Idempotency — Sometimes the same message gets delivered more than once, either because the messaging system is not certain the message has been successfully delivered yet, or because the Message Channel’s quality-of-service has been lowered to improve performance. Message receivers, on the other hand, tend to assume that each message will be delivered exactly once, and tend to cause problems when they repeat processing because of repeat messages. A receiver designed as an Idempotent Receiver handles duplicate messages and prevents them from causing problems in the receiver application.

Synchronous or asynchronous service — Another tough choice is whether an application should expose its services to be invoked synchronously (via Remote Procedure Invocation) or asynchronously (via Messaging). Different clients may prefer different approaches; different circumstances may require different approaches. Since it’s often hard to choose just one approach or the other, let’s have both. A Service Activator connects a Message Channel to a synchronous service in an application so that when a message is received, the service is invoked. Synchronous clients can simply invoke the service directly; asynchronous clients can invoke the service by sending a message.

Message Endpoint Themes

Another significant theme in this chapter is difficulty using Transactional Client with other patterns. Event-Driven Consumer usually cannot externally control transactions properly, Message Dispatcher must be carefully designed to do so, and Competing Consumers that externally manage transactions can run into significant problems. The safest bet for using Transactional Client is with a single Polling Consumer, but that may not be a very satisfactory solution.

Special mention should be made of JMS-style message-driven beans, one type of Enterprise JavaBeans (EJB). [EJB20, pp.311-326], [Hapner, pp.69-74] An MDB is a message consumer that is an Event-Driven Consumer, a Transactional Client that supports J2EE distributed (e.g., XAResource) transactions, and can be dynamically pooled as Competing Consumers, even for a Publish-Subscribe Channel. This is a difficult and tedious combination to implement in one’s own application code, but this functionality is provided as a ready-built feature of compatible EJB containers (such as BEA’s WebLogic and IBM’s WebSphere). (How is the MDB framework implemented? Essentially, the container implements a Message Dispatcher with a dynamicly-sized pool of reusable performers, where each performer consumes the message itself using its own session and transaction.)

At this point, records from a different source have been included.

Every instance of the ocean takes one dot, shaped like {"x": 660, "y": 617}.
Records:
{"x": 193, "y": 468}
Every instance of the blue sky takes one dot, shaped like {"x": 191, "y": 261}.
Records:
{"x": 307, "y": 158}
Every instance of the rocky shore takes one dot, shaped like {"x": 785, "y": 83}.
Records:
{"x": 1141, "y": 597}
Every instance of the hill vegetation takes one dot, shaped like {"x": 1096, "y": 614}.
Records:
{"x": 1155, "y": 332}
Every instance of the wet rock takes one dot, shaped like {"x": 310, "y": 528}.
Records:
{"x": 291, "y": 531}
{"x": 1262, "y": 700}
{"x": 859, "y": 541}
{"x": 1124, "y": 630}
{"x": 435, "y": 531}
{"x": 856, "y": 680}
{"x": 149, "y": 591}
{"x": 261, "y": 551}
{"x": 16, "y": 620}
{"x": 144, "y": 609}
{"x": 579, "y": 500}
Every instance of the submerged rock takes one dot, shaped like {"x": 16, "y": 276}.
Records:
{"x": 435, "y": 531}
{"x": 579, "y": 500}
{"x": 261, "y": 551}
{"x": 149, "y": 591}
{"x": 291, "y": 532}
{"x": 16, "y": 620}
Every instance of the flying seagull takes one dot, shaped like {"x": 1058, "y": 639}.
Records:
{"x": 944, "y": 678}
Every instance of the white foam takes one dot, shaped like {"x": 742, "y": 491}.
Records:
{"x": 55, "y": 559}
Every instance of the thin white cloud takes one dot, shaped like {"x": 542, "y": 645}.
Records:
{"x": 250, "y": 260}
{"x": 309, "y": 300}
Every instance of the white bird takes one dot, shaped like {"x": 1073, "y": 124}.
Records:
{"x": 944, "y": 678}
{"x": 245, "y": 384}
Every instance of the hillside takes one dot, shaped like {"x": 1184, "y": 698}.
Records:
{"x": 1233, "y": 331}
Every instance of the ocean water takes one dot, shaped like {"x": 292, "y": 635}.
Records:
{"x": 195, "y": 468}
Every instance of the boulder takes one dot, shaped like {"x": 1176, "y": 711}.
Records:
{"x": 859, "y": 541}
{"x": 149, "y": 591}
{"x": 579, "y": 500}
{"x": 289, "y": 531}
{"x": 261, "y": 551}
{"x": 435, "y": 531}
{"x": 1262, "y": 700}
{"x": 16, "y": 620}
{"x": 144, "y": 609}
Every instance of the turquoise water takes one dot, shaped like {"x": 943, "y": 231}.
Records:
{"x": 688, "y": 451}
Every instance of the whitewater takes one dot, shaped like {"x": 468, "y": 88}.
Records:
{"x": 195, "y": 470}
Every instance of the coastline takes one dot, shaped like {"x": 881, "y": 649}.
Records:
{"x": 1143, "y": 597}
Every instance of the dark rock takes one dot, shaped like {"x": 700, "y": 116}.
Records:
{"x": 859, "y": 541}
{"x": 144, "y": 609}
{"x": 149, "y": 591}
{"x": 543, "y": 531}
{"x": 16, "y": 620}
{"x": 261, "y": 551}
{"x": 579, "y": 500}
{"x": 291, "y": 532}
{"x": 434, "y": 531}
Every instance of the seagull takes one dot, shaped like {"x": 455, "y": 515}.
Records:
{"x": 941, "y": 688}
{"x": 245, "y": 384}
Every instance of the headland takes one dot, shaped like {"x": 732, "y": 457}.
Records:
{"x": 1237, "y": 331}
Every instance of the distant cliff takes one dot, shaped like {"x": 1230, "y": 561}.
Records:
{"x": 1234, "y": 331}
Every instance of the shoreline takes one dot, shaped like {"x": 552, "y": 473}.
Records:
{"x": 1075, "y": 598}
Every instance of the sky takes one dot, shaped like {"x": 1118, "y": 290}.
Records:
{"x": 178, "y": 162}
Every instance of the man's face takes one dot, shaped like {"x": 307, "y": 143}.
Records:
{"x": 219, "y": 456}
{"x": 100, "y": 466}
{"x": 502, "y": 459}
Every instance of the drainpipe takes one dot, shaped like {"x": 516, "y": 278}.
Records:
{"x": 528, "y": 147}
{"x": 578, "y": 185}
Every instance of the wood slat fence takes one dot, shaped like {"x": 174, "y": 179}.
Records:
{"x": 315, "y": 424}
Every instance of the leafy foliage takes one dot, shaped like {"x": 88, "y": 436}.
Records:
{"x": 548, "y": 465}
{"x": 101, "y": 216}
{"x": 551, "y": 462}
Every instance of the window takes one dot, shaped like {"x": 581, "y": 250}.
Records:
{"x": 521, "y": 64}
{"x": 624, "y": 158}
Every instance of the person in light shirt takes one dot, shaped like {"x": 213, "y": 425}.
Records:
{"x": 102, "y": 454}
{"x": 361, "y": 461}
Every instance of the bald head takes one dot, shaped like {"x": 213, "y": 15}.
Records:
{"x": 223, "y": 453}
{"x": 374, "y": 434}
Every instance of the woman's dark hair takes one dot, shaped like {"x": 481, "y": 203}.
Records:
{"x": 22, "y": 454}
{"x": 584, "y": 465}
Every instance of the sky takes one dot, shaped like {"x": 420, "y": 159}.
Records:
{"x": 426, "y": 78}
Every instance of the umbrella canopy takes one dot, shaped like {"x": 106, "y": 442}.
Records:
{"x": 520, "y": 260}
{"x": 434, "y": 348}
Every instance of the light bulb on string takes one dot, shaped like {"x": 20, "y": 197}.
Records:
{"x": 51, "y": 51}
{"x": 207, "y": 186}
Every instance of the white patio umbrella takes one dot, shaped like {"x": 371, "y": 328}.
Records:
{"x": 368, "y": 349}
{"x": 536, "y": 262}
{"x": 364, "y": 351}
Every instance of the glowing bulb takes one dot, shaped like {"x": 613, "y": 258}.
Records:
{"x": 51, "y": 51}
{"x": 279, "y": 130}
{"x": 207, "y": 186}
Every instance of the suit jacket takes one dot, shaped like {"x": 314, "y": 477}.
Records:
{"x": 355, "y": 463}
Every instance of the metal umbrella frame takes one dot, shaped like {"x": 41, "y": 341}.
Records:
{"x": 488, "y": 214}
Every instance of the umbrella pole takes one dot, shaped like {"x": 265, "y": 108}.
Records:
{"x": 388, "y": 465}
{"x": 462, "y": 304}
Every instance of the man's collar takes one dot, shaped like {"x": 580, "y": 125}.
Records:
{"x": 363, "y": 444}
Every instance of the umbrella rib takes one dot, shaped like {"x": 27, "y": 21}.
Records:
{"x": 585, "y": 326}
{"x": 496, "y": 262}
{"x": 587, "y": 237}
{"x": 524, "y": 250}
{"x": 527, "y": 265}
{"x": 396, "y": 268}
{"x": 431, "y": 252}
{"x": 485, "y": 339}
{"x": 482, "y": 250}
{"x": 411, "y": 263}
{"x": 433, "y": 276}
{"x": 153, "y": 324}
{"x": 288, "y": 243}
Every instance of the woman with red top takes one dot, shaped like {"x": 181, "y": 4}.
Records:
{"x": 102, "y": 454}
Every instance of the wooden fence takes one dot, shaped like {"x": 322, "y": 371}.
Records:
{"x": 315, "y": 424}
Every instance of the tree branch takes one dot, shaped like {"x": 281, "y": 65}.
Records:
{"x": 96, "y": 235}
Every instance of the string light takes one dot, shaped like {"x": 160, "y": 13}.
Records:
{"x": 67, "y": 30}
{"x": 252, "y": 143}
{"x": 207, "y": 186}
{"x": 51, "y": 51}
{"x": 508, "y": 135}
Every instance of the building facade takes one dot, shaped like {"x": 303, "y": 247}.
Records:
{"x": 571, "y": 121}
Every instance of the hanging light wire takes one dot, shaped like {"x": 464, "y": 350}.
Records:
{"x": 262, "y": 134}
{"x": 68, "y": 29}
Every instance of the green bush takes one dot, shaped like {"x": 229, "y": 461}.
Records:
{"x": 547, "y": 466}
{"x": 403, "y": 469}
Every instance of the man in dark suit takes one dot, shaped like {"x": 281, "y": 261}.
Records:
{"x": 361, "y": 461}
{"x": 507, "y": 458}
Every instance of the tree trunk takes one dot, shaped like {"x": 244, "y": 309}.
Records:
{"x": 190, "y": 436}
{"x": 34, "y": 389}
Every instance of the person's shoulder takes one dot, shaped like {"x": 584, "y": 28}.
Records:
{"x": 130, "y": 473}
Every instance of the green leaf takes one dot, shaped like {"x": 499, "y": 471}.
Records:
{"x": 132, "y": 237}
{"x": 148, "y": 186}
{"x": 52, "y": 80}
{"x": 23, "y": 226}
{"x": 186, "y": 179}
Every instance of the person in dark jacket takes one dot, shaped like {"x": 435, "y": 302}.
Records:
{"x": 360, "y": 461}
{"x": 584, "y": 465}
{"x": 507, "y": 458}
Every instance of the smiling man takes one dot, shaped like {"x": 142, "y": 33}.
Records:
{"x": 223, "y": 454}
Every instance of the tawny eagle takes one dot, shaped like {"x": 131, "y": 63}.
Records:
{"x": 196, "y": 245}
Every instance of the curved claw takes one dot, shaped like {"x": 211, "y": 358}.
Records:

Finally, keep in mind that a single Message Endpoint may well combine several different patterns from this chapter. A group of Competing Consumers may be implemented as Polling Consumers that are also Selective Consumers and act as a Service Activator on a service in the application. A Message Dispatcher may be an Event-Driven Consumer and a Durable Subscriber that uses a Messaging Mapper. Whatever other patterns an endpoint implements, it should also be a Messaging Gateway. So don’t think of what one pattern to use, think of the combinations. That’s the beauty of solving the problems with patterns.

So there are a lot of options for making an application into a Message Endpoint. This chapter will explain what those options are and how to make the best use of them.